If you want real database features, you probably shouldn't be using MySQL in the first place in my opinion.
Blessed are the pessimists, for they have made backups.
That was exactly my thought. Hooray, we just jumped 10 years backwards. Hopefully this time they've fixed the database corruption issues that had me truncating table files once a week.
Of course this just confirms my belief (and the reason I've never yet used MySQL in an environment where I was given the choice) that even when these guys added these features they either didn't understand them or didn't believe that they were ever important.
If I don't put anything here, will anyone recognize me anymore?
While kind of hackish (it uses dia as its GUI), cool projects like tedia2sql make it easy to develop a single schema which works on 8 or 9 major RDMS, for free.
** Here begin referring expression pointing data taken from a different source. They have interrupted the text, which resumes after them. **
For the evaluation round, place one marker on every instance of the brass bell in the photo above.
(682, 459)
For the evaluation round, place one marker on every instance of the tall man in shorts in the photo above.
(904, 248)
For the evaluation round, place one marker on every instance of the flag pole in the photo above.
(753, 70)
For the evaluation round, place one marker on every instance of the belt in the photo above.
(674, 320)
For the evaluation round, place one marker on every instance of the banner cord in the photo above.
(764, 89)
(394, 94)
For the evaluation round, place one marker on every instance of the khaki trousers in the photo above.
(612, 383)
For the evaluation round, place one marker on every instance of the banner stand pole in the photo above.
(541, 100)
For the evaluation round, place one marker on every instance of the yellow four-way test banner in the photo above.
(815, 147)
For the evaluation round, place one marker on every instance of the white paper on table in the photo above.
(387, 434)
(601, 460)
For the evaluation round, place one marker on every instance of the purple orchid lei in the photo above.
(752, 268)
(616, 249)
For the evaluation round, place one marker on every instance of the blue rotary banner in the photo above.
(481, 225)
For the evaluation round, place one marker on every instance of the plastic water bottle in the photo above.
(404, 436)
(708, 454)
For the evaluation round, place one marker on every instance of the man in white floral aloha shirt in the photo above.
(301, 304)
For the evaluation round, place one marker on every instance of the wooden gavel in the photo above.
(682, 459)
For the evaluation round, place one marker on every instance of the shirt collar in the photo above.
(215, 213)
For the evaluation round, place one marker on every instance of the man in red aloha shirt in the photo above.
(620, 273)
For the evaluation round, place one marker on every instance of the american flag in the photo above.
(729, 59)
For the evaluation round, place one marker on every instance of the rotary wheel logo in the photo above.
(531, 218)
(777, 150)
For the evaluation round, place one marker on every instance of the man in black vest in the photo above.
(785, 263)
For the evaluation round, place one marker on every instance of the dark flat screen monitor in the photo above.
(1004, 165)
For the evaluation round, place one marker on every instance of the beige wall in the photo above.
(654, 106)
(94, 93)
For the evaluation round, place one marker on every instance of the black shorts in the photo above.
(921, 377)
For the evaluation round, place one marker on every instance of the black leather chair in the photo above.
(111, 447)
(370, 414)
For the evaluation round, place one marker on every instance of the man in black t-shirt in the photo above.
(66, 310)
It's even possible to generate customized triggers and/or schema sections on a per RDBMS basis.
I don't think it covers stored procedures. It has been a long time since I've used it, but regardless, considering stored procedures are often ignored, it may or may not be a factor for your next project.
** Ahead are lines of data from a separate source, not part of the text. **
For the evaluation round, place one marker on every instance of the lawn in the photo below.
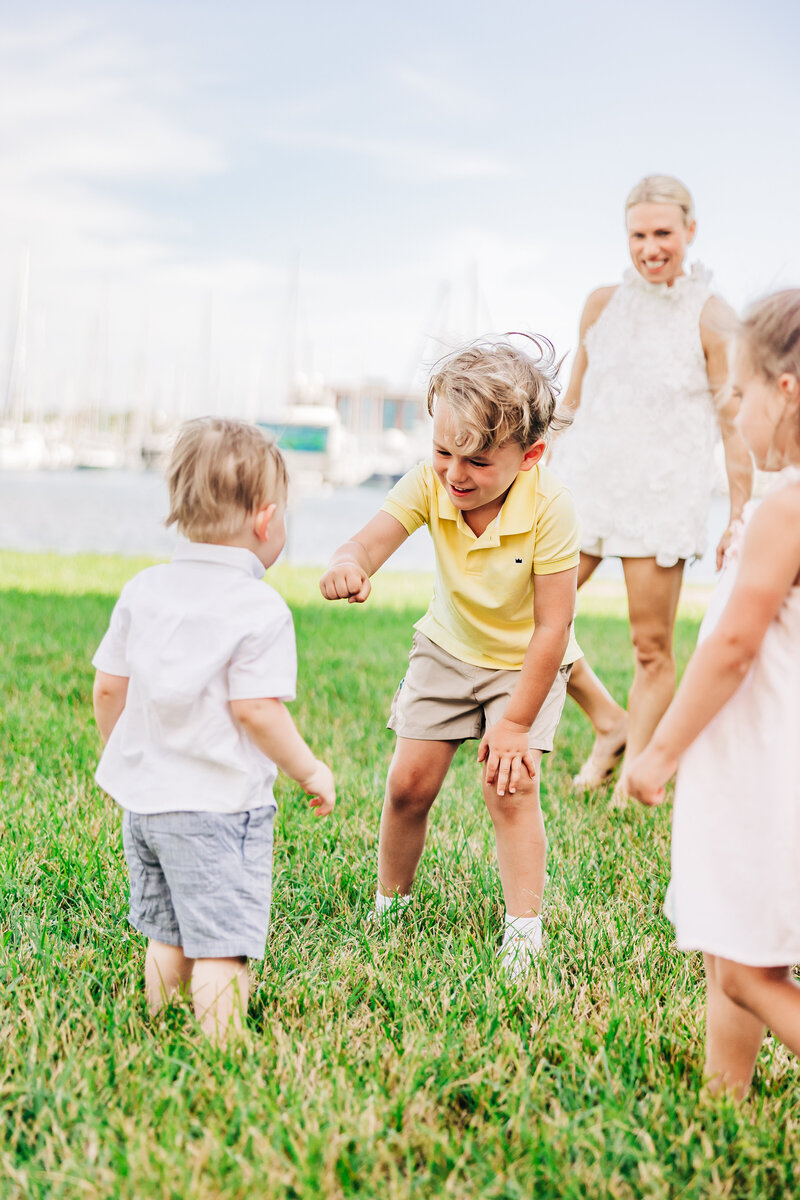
(386, 1067)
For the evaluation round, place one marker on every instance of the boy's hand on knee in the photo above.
(346, 581)
(322, 790)
(506, 753)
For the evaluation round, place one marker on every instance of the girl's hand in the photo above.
(505, 749)
(645, 777)
(320, 787)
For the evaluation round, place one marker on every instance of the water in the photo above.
(115, 511)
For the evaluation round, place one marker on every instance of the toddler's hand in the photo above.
(645, 777)
(506, 751)
(346, 581)
(322, 790)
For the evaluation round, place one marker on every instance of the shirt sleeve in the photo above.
(265, 660)
(409, 501)
(112, 653)
(558, 535)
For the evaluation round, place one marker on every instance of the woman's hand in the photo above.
(722, 545)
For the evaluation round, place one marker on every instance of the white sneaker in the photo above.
(517, 955)
(391, 916)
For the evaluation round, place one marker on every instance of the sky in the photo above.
(209, 202)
Seeing how prepared statements are meant to make repeated queries faster, by allowing reuse of the plan, I'd say that this was a stupid thing to remove. Not as stupid as views, though, since those are basically just stored and named queries and as such trivial to implement/maintain.
Forget magic. Any technology distinguishable from divine power is insufficiently advanced.
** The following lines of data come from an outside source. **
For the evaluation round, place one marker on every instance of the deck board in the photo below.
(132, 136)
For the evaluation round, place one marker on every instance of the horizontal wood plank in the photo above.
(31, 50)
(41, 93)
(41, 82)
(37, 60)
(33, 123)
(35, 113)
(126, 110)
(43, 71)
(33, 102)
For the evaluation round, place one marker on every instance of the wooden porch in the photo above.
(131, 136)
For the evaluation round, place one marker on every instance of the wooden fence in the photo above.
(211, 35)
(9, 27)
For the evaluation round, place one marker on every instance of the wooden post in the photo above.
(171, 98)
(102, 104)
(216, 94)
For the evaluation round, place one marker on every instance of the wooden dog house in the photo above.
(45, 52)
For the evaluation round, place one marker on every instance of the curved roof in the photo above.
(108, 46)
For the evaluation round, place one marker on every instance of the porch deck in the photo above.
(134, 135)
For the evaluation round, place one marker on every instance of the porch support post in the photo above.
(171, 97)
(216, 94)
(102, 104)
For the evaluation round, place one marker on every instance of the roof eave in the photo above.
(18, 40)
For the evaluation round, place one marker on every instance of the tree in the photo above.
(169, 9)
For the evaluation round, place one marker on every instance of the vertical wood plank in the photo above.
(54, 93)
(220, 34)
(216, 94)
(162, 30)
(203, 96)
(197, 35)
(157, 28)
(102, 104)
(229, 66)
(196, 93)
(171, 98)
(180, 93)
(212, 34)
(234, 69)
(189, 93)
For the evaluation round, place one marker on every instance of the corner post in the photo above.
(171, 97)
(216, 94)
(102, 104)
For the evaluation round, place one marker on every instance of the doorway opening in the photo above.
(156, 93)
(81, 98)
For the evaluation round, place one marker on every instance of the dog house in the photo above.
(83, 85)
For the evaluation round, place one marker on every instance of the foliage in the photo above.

Really tiring... really... Still C++... should require C compiler complexity only ... well, should go for GIT instead.
Bazare is
And GPL for what, since we have to surrender our GPL rights to a for-profit organisation(Sun upper management and board) and in no case I would like to have my code in their closed proprietary forks...
We need a Linux-spirit-like SQL DB engine for God Sake!
I used to do the same thing, reach for MySQL for web applications first simply because there are more hosting companies supporting MySQL for a large number of reasons. I reached for PostgreSQL for intranet or business application where clients could use the features, but maybe could not afford or wanted to spend the money on SQL Server or Oracle. But in the last couple years, I've noticed more hosting companies offering PG support as well. However this changed for me in the past six months when SUN purchased MySQL.
But SUN buying MySQL and then not really having any what I would call "firm plans" on what they were going to do with it was enough for me to look at PostgreSQL as the db of choice for the latest application I was hired to develop. At this point, PG development seems to be more of a known quantity.
I could be wrong and Sun might create something that is absolutely amazing and the best. thing. ever. But until then, I'll stick with what I know till something better comes along.
"The problem with socialism is eventually you run out of other people's money" - Thatcher.
Modern web frameworks these days just use it as a over-glorified hash store anyway. The other features are useless in that context. However, I feel we'll see a move to document databases, such as CouchDB, by those frameworks in the near future leaving MySQL out of the game completely.
Yes; and in fact I haven't found another safe way to feed parameters to a database in Java. There doesn't appear to be any kind "sanitize/escape" function nor paremetrized input for non-prepared statements in the JAVA SQL API, so either you write one yourself or stick to PreparedStatements.
BTW: PostgreSQL supports such out-of-band delivery of parameters even for non-prepared statements.
Forget magic. Any technology distinguishable from divine power is insufficiently advanced.
I think what drives everybody crazy are the people using MySQL who act like they're database experts because of it.
Just because it does what most people want, doesn't mean it's a very good example of DBMS software.